Pastor Eugene Cho. Photo credit: Jacklyn Tran.

Three billion people in the world live on less than $2 a day while 1.4 billion live on less than $1.25—under conditions considered extreme poverty. To read such facts is effortless but to see and understand its true meaning can stir others to action.

Eugene Cho, lead pastor of Quest Church in Seattle, has always known the statistics of extreme global poverty.

“I always felt helpless, even paralyzed by it,” Cho said.

But a trip three years ago created an experience that moved him, made him see more clearly what poverty meant, and forced him to realize that helplessness was not an answer.

During a trip to a Myanmar jungle, he visited with a persecuted group living there. While at the village school, a shack-like building, he was told by an elder that the teachers were paid $40.

“I assumed at worst it was 40 bucks a week, but he shook his head when I asked. It was $40 a year. At that moment, it hit me. We might not be able to change the world, but any one of us can have an impact,” said Cho.

He returned to the states but continued thinking and praying about what he’d learned. With his wife, Minhee Cho, they decided to help in the cause and began a Facebook group called Fight Global Poverty. The Chos pledged to give $1 for every member that joined the group, up to $100,000. Members quickly swelled to reach over 1 million.

Keeping their word, the Chos and their three children initially made the sacrifice of one year’s wages or $68,000, in 2009. One month’s wage will be paid each year for the next five, to make up the rest.

“Last year was the hardest year of our lives,” said Cho. “When you make the decision it’s because you’ve thought about it and it’s doable. But we didn’t know what would happen with the economy.”

The Chos had originally planned to sell their rental home but the state of the housing market proved impossible, putting them in a bind. Instead, they were forced to sell other assets such as Cho’s prized “mid-life crisis car,”—a Mazda Miata. The family reduced spending where they could, even taking loans out to pay for Minhee’s continued studies in graduate school.
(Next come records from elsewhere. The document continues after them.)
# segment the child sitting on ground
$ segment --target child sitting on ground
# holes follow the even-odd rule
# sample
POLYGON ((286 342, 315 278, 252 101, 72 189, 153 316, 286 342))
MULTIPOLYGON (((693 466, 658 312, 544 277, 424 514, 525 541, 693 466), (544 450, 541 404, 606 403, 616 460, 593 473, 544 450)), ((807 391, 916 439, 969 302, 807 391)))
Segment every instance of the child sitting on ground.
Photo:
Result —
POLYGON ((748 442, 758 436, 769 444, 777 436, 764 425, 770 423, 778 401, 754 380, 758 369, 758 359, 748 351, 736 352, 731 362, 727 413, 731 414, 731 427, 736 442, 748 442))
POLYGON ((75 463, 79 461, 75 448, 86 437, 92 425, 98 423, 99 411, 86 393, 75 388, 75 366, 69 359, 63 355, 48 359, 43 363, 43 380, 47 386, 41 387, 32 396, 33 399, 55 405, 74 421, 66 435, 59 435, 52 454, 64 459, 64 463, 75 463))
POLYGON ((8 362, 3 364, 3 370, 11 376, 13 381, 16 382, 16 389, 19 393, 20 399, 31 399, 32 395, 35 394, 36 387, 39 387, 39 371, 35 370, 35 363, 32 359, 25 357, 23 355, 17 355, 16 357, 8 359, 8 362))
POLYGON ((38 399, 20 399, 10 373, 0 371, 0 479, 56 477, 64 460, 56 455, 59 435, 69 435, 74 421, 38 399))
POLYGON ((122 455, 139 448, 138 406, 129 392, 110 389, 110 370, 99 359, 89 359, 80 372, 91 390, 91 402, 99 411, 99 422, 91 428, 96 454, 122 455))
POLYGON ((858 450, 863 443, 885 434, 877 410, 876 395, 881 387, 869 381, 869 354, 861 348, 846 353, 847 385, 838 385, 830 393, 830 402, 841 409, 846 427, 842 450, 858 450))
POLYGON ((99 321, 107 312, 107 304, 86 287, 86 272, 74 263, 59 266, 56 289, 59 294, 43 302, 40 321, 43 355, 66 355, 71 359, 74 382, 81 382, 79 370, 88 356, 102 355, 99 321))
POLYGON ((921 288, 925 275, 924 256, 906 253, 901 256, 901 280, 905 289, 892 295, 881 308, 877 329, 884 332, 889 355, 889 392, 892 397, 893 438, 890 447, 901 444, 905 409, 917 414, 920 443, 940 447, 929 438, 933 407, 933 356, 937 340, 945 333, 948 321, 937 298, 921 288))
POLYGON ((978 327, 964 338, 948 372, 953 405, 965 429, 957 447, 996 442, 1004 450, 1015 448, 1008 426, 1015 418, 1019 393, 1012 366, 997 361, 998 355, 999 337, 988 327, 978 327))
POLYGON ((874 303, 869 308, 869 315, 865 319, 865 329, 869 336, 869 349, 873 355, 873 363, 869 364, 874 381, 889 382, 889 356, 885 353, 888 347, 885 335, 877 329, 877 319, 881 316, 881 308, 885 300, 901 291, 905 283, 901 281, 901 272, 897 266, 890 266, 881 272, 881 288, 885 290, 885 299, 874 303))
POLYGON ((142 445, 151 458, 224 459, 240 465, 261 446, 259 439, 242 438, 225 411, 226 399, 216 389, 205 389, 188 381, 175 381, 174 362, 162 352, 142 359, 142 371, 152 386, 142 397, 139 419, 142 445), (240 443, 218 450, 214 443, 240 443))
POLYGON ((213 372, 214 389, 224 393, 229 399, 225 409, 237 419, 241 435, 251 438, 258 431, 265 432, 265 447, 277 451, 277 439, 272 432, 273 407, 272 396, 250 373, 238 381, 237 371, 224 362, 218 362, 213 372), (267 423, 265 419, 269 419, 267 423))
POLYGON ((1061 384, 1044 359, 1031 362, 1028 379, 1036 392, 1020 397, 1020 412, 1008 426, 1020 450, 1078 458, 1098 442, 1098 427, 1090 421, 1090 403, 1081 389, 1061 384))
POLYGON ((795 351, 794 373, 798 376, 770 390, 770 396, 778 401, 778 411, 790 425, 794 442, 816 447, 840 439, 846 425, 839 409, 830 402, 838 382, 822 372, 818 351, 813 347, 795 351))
They did what they needed to and didn’t buy a thing, they said.

“You go out with the intent to change the world but what happens is you go out there and you are changed yourself…All of our family members sacrificed and we simplified our lives,” reflected Cho.

Even with all of those cut-backs, the Chos still found themselves short. In a last ditch effort, Cho posted an ad to sublet their home at a relatively high price, not expecting a response. Within a day, he had an interested party and had to explain to his wife and children with two days notice that they would all have to pack up and leave their home. With the help of friends, they were able to make it through the seven weeks away from home.

“Numerous times I thought about reneging but we went public with it so I couldn’t take it back,” said Cho. “If I had known how hard it was, I wouldn’t have done it. I wouldn’t have wanted to put my wife and kids at any kind of risk…But now that it’s passed, it’s changed our lives and I’m thankful.”

In October of 2009, with funds from their pledge, they launched a grass-roots, global movement with the non-profit organization, One Day’s Wages.

With one day’s income equaling just 0.4% of a person’s annual earnings, the organization hopes that people will join the movement and pledge one day of their own wages, renewing the pledge every year on their birthday.

“[Donors] can choose where to donate so there’s a sense of empowerment there. To stay true to the commitment of donating 100 percent of funds [minus credit card charges], we’ve raised money on the side to take care of the first couple years of administration costs,” shared Cho.

At One Day’s Wages, it’s not about the wealthy philanthropist who gave millions. It’s the story of the little girl that gave her whole piggybank of $71.18 that is celebrated, or the high school student who raised $10,000 to make a difference. It’s about the compassion of each and every person and the positive impact of their mobilization.

“Typically we learn to sacrifice through fear or guilt,” said Cho. “[With One Day’s Wages] we want to instill hope, courage and beauty instead. We want to share stories of people all over the world to inspire. There’s a saying that I really believe in by Mother Theresa. It goes, ‘If you can’t feed a hundred people, then just feed one.’ That’s what I want to encourage to people.”